It's the hot topic of the dog days. The perplexing, confounding, astounding Adrian Beltre is at it again, raking it in August like New Englanders rake it in November.

Beltre leads the National League and is tied for the major league lead in RBI for August. He has taken over the Dodger team lead in RBI and home runs and, with Shawn Green, has keyed a relatively resurgent Dodger offense. (Think of a swimming pool heating from 60 to 63 degrees.)

Beltre has an OPS of .931 in August, to go with an .890 in August 2002 - his best months of the year in both instances. His OPS in August 2001 of .724 was his third-best that season (the appendectomy year), but in August 2000, he knocked out a 1.032 OPS - his best month of the century.

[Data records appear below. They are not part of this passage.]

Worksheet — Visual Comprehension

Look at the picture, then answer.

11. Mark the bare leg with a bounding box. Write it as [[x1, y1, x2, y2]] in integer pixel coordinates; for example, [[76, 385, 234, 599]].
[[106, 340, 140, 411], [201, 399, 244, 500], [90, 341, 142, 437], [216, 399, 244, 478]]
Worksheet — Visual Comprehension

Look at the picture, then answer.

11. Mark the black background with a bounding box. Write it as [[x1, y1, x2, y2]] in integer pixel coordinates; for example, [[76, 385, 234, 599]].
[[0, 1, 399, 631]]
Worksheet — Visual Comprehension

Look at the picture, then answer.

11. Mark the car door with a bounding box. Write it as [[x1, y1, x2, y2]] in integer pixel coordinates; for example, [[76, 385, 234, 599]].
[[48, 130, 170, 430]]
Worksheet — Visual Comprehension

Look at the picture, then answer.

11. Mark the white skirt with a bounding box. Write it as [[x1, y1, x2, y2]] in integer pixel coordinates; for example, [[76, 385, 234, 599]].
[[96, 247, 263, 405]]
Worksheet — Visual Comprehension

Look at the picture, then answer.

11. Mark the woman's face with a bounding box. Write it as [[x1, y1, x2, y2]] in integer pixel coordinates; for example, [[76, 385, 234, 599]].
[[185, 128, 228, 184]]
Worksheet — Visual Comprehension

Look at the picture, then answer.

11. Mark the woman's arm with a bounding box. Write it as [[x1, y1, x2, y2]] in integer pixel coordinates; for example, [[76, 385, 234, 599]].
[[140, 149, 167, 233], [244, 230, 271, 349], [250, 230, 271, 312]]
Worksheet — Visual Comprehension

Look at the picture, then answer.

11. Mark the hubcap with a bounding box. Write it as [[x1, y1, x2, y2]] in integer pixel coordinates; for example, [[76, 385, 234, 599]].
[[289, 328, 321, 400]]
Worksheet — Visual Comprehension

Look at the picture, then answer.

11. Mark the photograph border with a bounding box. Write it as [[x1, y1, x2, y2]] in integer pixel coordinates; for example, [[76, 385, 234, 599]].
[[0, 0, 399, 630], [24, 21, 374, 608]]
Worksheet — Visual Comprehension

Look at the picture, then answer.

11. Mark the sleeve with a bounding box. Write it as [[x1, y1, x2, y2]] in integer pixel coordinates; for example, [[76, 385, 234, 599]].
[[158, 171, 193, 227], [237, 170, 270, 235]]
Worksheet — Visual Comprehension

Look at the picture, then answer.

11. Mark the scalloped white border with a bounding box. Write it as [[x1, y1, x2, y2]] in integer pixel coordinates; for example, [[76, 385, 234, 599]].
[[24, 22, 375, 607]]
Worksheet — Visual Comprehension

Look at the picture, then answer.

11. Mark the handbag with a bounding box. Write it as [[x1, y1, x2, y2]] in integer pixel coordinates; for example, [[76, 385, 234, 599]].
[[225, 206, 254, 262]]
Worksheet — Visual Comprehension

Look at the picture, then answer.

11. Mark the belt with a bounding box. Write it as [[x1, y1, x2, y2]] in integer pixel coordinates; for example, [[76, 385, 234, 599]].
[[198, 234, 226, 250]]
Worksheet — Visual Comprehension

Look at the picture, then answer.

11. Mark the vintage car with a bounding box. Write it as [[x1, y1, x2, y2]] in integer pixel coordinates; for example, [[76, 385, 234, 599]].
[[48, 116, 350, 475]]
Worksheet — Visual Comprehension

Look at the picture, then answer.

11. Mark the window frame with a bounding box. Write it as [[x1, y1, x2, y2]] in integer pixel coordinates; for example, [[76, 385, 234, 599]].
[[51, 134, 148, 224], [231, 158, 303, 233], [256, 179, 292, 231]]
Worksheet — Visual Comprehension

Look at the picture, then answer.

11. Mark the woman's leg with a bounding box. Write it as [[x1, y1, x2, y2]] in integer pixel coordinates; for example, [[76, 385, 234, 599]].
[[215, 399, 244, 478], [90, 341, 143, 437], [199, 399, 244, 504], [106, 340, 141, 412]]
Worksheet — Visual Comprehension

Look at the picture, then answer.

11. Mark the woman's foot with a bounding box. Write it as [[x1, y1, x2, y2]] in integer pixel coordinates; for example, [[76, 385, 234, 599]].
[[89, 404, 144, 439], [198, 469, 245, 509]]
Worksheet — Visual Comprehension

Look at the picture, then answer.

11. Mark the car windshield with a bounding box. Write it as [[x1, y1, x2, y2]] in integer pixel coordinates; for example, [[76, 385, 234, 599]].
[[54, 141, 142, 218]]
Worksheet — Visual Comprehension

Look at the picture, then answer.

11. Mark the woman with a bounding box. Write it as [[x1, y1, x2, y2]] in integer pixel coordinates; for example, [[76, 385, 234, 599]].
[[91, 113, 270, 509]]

Everyone's been wondering what causes this explosion each year as Leo transitions to Virgo, but I find myself wondering about the effect of a bloomin' Beltre.

By the end of this month, the Dodgers will have played 114 games in the past four Augusts. Of that total, nine - just nine - will have been against NL West opponents. How miniscule is that? Think of something similar to Jason Romano's batting average: .078.

Beltre's best month has as little impact on the Dodgers' divisional hopes as one could imagine. It's like a broken coin machine - it doesn't change anything.

Maybe the Beltre August is not completely meaningless, because every little bit helps - and there is the NL wild card to compete for. However, although the Dodgers trail two NL East teams in the wild-card race this season, it is Arizona and San Francisco that have been the Dodgers' principal playoff competition for almost all of Beltre's major-league career - division or wild card. And against those teams, Beltre has an OPS barely above .500 this season and at just about .700 dating back to 2000.

What's to come? Beltre's OPS has dropped from .880 in August to .762 in September over the past three seasons. If that happens again, it may be less about the turning of the calendar than the returning of opponents like the Diamondbacks and the Giants.

On the other hand, if Beltre can finally keep it going this September, then maybe our man of mystery has finally solved himself.